Proxy servers are an interesting and important part of network programming. This post is the first in a series describing how to implement simple proxy servers in Go and how to work with existing proxy servers.

Here is a list of posts in the series:

For simplicity, this post focuses on unencrypted HTTP traffic. More advanced proxying techniques with encryption will be covered in subsequent posts. The full code of all the samples presented here is available on GitHub.

Forward and reverse proxies

Let's begin with the Wikipedia description for what a proxy server is:

In computer networking, a proxy server is a server application that acts as an intermediary between a client requesting a resource and the server providing that resource.

Proxies can be typically divided into two categories: forward proxies (or just "proxies", but we'll use forward explicitly here to make things clearer) and reverse proxies.
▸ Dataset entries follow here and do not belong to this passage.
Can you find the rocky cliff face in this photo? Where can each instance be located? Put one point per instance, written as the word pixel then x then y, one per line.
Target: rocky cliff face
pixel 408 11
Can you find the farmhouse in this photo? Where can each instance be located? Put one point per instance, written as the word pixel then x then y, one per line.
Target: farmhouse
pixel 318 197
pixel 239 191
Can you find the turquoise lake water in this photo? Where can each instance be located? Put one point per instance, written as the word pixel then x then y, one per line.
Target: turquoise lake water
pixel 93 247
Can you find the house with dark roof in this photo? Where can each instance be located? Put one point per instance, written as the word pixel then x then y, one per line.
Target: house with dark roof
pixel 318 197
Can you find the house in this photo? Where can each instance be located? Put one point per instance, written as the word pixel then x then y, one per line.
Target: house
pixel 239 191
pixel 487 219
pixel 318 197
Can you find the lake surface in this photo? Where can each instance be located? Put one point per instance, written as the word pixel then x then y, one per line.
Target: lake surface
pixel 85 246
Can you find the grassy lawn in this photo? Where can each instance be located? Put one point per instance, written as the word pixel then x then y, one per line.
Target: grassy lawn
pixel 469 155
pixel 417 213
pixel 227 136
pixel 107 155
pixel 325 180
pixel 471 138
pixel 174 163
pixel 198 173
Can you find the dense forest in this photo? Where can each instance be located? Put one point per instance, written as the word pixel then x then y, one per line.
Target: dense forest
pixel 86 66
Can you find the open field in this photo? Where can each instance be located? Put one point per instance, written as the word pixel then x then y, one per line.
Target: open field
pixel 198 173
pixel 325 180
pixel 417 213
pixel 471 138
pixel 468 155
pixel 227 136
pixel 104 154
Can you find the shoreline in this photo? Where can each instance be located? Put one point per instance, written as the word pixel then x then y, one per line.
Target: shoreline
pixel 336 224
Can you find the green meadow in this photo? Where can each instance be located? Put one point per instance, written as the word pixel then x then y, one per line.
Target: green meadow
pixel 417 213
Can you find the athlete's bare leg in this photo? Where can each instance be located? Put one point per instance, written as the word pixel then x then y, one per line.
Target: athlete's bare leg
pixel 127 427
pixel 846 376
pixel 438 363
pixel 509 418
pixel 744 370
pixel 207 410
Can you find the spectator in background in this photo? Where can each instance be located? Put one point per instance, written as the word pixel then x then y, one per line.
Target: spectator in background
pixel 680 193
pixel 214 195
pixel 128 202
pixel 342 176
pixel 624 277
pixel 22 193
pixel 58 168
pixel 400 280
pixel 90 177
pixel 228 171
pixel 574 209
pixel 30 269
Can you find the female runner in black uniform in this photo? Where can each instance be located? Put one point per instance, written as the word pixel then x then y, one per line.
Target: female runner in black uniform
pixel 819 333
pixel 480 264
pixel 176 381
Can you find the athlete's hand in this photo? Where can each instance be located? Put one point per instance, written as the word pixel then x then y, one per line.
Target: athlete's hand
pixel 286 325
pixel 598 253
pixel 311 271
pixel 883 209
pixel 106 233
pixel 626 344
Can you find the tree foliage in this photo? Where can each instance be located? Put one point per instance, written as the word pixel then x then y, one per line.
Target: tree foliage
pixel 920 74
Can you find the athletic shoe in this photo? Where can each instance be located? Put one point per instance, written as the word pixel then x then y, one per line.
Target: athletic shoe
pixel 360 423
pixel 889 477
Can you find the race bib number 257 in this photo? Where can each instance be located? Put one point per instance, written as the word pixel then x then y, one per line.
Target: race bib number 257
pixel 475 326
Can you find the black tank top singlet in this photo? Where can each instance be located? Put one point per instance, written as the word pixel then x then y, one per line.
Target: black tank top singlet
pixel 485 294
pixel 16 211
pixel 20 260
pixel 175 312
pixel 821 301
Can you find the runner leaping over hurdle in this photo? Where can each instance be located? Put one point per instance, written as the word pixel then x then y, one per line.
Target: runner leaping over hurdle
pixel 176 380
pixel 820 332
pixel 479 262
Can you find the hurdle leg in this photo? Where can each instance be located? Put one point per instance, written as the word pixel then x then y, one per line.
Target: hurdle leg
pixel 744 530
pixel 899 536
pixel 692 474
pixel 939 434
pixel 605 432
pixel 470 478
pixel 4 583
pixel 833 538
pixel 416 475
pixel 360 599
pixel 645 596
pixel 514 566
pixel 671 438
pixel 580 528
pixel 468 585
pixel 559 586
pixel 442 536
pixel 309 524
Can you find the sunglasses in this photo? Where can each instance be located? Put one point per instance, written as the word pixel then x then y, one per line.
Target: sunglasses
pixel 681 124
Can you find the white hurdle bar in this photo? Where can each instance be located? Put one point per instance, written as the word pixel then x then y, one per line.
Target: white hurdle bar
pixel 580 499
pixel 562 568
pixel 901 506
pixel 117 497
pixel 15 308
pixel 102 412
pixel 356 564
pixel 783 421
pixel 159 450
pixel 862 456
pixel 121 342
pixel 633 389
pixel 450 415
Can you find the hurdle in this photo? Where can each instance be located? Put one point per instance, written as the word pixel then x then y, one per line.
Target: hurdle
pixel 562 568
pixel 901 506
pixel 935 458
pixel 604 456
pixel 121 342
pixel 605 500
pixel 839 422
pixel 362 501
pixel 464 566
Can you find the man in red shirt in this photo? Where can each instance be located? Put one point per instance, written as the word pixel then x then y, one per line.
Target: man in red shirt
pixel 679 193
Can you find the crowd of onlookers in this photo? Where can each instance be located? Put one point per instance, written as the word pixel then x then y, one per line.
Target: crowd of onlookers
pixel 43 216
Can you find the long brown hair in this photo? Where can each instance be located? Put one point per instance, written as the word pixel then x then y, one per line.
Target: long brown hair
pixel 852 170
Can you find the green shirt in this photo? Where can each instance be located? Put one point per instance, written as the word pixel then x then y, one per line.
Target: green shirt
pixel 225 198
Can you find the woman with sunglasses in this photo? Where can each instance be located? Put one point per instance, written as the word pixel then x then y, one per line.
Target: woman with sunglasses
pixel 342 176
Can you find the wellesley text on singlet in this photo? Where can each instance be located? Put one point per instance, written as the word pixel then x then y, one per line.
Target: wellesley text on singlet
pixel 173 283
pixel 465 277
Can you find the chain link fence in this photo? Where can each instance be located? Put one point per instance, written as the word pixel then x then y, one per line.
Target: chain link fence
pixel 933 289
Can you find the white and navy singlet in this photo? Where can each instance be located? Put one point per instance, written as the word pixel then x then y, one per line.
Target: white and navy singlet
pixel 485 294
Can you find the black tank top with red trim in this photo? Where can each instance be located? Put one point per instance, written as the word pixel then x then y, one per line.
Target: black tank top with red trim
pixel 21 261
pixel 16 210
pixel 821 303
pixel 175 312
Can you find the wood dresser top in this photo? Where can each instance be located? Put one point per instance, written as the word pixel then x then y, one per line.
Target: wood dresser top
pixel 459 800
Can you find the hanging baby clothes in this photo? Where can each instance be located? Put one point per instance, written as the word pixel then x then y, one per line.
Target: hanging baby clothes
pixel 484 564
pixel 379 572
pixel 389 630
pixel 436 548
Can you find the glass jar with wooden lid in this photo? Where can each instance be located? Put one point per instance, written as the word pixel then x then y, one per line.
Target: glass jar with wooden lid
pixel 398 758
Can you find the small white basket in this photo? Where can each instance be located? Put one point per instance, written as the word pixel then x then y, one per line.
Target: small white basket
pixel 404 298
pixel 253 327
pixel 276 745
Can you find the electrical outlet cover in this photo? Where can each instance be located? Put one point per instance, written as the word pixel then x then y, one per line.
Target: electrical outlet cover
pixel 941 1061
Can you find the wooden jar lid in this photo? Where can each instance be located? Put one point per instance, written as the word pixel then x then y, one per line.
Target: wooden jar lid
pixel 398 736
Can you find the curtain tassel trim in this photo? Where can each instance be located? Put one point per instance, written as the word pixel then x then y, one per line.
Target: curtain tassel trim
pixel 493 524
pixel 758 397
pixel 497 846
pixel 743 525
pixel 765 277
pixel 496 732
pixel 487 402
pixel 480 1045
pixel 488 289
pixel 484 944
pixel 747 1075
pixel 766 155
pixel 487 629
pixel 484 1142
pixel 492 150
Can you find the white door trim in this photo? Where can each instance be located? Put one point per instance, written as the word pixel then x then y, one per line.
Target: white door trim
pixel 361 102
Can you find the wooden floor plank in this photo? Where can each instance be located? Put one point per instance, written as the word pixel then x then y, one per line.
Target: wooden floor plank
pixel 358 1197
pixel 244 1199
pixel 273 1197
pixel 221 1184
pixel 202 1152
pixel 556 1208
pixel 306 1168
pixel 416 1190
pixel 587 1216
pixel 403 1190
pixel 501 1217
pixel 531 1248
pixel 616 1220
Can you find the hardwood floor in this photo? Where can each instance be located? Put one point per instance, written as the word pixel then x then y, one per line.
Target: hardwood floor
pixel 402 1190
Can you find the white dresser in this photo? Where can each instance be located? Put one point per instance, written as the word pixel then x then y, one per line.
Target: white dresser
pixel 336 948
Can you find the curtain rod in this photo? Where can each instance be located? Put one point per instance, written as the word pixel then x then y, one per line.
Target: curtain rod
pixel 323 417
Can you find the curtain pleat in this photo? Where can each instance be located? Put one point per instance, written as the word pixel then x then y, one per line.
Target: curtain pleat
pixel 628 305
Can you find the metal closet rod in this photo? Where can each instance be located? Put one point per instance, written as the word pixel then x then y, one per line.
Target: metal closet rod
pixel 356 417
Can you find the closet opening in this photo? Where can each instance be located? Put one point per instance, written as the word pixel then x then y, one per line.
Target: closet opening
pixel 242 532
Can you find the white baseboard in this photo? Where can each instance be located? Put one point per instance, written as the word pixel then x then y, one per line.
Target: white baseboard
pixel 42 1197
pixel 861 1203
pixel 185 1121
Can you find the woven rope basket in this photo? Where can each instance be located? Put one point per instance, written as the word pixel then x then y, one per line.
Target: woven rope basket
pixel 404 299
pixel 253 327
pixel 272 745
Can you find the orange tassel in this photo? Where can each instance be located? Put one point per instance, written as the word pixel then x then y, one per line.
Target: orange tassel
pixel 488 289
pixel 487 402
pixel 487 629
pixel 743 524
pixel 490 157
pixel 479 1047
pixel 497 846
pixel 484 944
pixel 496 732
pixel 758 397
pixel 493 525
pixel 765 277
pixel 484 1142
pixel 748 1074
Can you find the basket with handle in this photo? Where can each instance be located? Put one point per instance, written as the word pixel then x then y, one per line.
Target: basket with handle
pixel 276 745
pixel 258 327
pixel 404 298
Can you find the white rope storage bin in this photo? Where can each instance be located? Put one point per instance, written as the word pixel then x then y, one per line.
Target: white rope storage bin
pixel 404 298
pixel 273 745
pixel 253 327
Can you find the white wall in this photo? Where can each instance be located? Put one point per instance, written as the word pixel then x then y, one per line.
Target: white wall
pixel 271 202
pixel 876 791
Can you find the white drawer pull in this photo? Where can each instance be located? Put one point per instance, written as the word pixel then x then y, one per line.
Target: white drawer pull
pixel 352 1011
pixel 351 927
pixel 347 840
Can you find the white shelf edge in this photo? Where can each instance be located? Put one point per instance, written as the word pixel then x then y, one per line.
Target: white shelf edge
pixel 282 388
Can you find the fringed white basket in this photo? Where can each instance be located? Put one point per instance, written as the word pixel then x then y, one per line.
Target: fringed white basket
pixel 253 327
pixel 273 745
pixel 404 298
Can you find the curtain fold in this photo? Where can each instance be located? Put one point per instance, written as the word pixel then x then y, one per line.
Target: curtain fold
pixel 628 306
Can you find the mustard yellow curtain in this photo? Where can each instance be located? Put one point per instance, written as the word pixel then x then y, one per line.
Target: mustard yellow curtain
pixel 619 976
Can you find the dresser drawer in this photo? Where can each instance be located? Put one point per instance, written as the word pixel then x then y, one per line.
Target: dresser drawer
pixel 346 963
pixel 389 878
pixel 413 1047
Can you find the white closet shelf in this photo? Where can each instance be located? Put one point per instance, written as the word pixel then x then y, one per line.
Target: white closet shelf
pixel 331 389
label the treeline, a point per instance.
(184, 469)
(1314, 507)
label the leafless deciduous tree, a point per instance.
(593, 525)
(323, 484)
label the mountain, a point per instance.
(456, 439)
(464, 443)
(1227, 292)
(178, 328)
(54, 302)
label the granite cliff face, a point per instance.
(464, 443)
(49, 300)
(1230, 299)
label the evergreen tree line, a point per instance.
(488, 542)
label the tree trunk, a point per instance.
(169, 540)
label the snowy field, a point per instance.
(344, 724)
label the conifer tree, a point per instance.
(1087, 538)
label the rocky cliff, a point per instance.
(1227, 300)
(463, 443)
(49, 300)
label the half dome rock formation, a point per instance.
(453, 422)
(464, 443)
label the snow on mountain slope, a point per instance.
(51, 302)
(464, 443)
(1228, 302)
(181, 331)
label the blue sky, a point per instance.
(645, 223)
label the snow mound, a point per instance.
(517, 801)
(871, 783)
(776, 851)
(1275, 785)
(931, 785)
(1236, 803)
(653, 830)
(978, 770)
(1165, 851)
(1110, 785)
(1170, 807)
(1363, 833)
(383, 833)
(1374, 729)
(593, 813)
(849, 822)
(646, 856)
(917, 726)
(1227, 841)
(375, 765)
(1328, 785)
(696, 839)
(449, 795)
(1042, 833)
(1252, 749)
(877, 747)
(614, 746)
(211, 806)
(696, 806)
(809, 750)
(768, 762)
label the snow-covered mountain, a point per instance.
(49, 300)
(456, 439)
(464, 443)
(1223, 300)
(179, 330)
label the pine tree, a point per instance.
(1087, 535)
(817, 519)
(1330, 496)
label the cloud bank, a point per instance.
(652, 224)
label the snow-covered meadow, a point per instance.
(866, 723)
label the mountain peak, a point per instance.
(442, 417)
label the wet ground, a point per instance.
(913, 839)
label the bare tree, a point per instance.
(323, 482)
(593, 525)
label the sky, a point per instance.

The difference between the two is quite subtle and worth spending a couple of minutes on.

This diagram shows what a forward proxy server does:

Diagram showing a forward proxy server between clients and servers

The "Internet" blob is an arbitrary collection of network switches, routers and other proxy servers. These days many HTTP requests go through several such "relays" the user is probably unaware of. What the diagram shows is that a forward proxy server typically sits between the user and the internet. These servers have many uses; for example:

  • Enforcing browsing restrictions at the company/school or even national level
  • Overcoming browsing restrictions by connecting to a proxy server instead of the target website directly
  • Protecting the identity of users online by anonymizing traffic; instead of traffic coming from a specific user, it comes from a proxy that has many users connecting through it [1]
  • Ancillary services like logging, caching, monitoring and debugging

A reverse proxy, on the other hand, can be seen as interjecting between the internet and backend servers:

Diagram showing a reverse proxy server between the internet and backend servers

Reverse proxies are typically installed in front of servers by the implementers of a service, and are transparent to users. They can also play multiple roles:

  • Load balancing for high-traffic servers. This can even be globally distributed, wherein a reverse proxy will automatically direct a user to the server that's closest to them geographically
  • Protection from DDoS attacks
  • TLS termination, wherein the reverse proxy is responsible for secure communication with clients, while internal backend servers don't require encryption (for performance and other reasons)
  • Ancillary services like logging, caching, monitoring and debugging

A prominent example of reverse proxies are CDNs like Cloudflare. If you connect to pretty much any large internet website/application these days, you're almost certainly going through one or more reverse proxy servers.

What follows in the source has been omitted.